What federation means in DeDi

In DeDi, federation is not a single mechanism. It covers three related patterns:

  1. Reference records — one registry holds a pointer to a record in another registry.
  2. Namespace delegation — a namespace authority documents that a sub-namespace is controlled by another party.
  3. Cross-registry consumers — a verifier queries multiple registries and applies unified validation logic.

Pattern 1: Reference records

The Beckn_subscriber_reference.json schema allows a directory entry to point to an authoritative record in another DeDi-compatible directory instead of storing the data directly.

When to use it: when an ecosystem registry does not own the underlying record but needs to expose a stable lookup path for consumers.

Example flow:

  1. Consumer queries GET /dedi/lookup/network.example/participants/merchant-xyz.
  2. The response contains a reference record pointing to registry.merchant.example/dedi/lookup/merchant-xyz/public-key/current.
  3. Consumer follows the reference, fetches the record from the target registry, and validates it against the public_key schema.

Consumer responsibility: validate both the reference record and the resolved record.
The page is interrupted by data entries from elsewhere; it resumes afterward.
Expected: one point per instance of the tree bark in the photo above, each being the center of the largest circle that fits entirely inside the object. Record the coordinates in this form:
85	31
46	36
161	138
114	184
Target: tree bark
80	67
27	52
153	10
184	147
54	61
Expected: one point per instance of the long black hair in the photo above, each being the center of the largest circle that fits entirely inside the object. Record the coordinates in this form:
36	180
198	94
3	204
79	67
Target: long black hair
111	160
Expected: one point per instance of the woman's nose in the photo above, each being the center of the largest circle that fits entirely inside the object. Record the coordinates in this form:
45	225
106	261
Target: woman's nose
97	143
Do not inherit trust from the referencing registry — verify the target namespace independently.

Pattern 2: Namespace delegation

A namespace authority may document that a child namespace is controlled by a different party. This is expressed through the namespace authority documentation required by protocol-spec.md § 3.

Operator responsibility: publish explicit documentation of any namespace delegation, including the delegated scope, the delegated party, and how the delegation can be verified.
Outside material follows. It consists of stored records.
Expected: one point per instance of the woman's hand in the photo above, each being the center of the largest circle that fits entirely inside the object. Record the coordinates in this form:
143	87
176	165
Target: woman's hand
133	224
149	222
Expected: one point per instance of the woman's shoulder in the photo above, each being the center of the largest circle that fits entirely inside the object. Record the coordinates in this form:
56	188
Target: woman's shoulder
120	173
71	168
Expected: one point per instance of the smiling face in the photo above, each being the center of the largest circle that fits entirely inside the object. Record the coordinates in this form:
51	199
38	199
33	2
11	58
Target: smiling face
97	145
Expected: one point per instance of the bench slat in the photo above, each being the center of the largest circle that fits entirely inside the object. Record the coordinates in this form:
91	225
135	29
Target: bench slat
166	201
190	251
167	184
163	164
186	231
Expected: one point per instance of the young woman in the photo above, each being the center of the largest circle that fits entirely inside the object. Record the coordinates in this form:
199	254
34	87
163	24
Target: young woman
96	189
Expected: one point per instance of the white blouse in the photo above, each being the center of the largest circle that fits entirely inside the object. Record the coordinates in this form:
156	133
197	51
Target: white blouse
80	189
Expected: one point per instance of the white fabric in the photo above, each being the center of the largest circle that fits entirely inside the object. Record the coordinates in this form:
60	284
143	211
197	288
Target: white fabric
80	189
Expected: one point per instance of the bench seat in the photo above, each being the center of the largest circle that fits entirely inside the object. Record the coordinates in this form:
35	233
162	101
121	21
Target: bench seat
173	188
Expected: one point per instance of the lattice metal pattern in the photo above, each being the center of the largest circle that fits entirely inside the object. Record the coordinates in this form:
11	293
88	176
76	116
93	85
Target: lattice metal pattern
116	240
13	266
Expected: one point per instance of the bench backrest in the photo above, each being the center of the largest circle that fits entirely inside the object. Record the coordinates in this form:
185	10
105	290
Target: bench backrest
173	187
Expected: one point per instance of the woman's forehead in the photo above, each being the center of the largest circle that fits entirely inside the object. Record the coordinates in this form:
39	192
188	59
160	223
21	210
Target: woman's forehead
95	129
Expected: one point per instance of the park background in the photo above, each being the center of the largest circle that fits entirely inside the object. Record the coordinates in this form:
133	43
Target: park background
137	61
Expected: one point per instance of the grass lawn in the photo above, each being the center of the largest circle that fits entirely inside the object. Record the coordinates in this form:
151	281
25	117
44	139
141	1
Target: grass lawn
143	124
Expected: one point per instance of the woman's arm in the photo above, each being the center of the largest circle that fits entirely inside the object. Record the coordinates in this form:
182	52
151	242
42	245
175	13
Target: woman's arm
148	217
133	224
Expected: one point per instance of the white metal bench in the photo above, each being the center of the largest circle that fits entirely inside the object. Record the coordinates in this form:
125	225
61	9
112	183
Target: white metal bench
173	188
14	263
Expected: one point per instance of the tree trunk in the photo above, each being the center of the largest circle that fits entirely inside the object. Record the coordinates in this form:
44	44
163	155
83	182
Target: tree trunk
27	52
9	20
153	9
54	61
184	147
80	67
Consumer responsibility: verify delegation at the trust bootstrap step, not at query time. Delegation does not automatically extend trust — the consumer must evaluate the trust model of the delegated namespace separately.

Pattern 3: Cross-registry consumers

A verifier that consumes from multiple registries should:

  1. Maintain a trusted namespace list — which namespaces are considered authoritative for which record types.
  2. Apply the same schema validation and freshness checks regardless of which registry a record came from.
  3. Log which registry and namespace provided each decision-relevant record.
  4. Handle failures independently per namespace — a lookup failure in one namespace should not cascade into failures for unrelated namespaces.

Anti-pattern: treating a record from one trusted namespace as sufficient evidence for decisions that span a different namespace. Trust is namespace-scoped.

Discovery in a federated context

When discovering registries across namespaces:

  1. Start from a known-good namespace (configured by your operator or governance model).
  2. Issue a namespace query to enumerate registries and schemas.
  3. Follow reference records only to namespaces already on your trusted list, or explicitly evaluate the new namespace before following.
  4. Do not follow reference chains beyond a depth your policy allows.

Practical checklist for federated deployments

  • Define which namespaces your system trusts, and document the decision.
  • Validate each namespace independently — do not inherit trust across namespace boundaries.
  • Follow reference records only within defined trust scope.
  • Log namespace and registry provenance for every decision.
  • Handle cross-registry lookup failures with independent fallback paths.
  • Review the Beckn_subscriber_reference schema for the reference record structure.